Le Bib du Mois : Art'Zain, à Irissarry (Pays basque)

Artzain signifie « berger » en basque – hommage du chef Henri Amestoy à son père. À la fois Bib gourmand et Étoile Verte MICHELIN, ce restaurant à 20 minutes d'Hasparren, dans le département des Pyrénées-Atlantiques (Nouvelle-Aquitaine) mérite le détour. Bizi Euskal Herria !

L'adresse circule de bouche à oreille, connue d'une poignée de becs fins bien rencardés. Pour rejoindre Art'zain, il faut s'écarter des grands axes, mettre le cap sur Irissarry, authentique village basque de 913 âmes. C'est ici, à une heure de Saint-Jean-de-Luz et de Biarritz, loin des hordes de touristes, que planque l'un des deux seuls restaurants de France cumulant à ce jour le titre de Bib gourmand et celui d'Étoile Verte MICHELIN

« Nos client sont à 95% des locaux », confirme Henri Amestoy, chef et propriétaire de la bâtisse. Avec son épouse Alexandra (en salle), il a eu le coup de cœur en juillet 2016 pour cette ancienne grange alors en ruines, qu'ils décident de retaper, en conservant l'esprit rustique. D'épaisses poutres et des murs de pierre traditionnels, habilement mariés à un mobilier contemporain (l'artisan basque Alki) en font aujourd'hui un cocon chaleureux d'une cinquantaine de couverts, avec belle hauteur sous plafond. 

De Tom Cruise... à une bourgade de 913 âmes !

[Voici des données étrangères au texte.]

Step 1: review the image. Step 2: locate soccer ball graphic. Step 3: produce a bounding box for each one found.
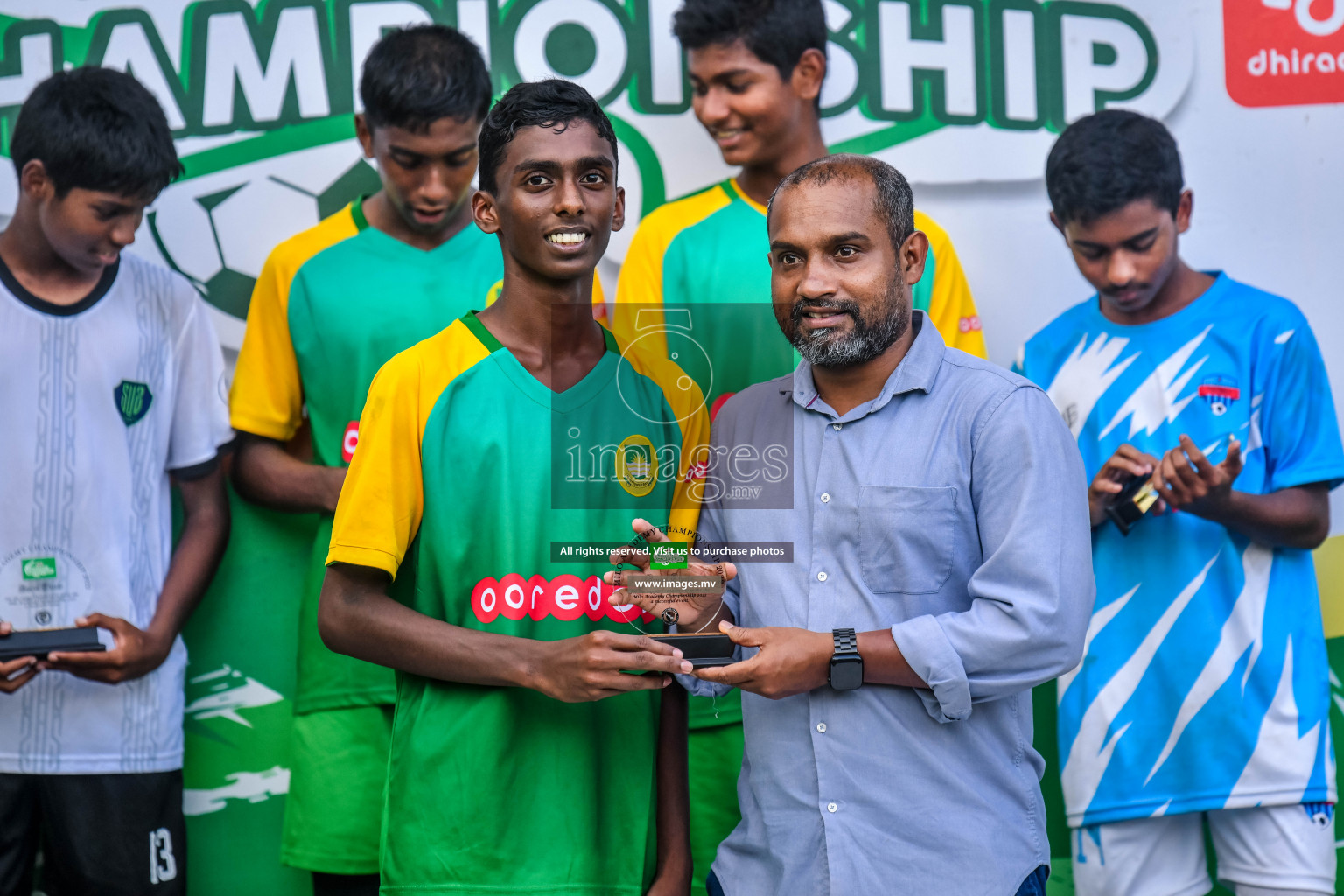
[136,140,379,348]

« Originaire du coin, après deux ans à l'Ecole hôtelière de Biarritz, j'ai bourlingué dix-sept ans de maison en maison — la plupart aujourd’hui disparues », raconte Henri. Dans le Beaujolais, au Château de Bagnols (l'un des plus beaux château-hôtel de l'Hexagone), ou au Carlton à Cannes, il croise « toutes les stars du monde, de Tom Cruise à Hillary Clinton ». Mais ce fils de berger qui a grandi en milieu rural n'a qu'un rêve : revenir s'installer au pays natal, pour travailler les produits des Landes.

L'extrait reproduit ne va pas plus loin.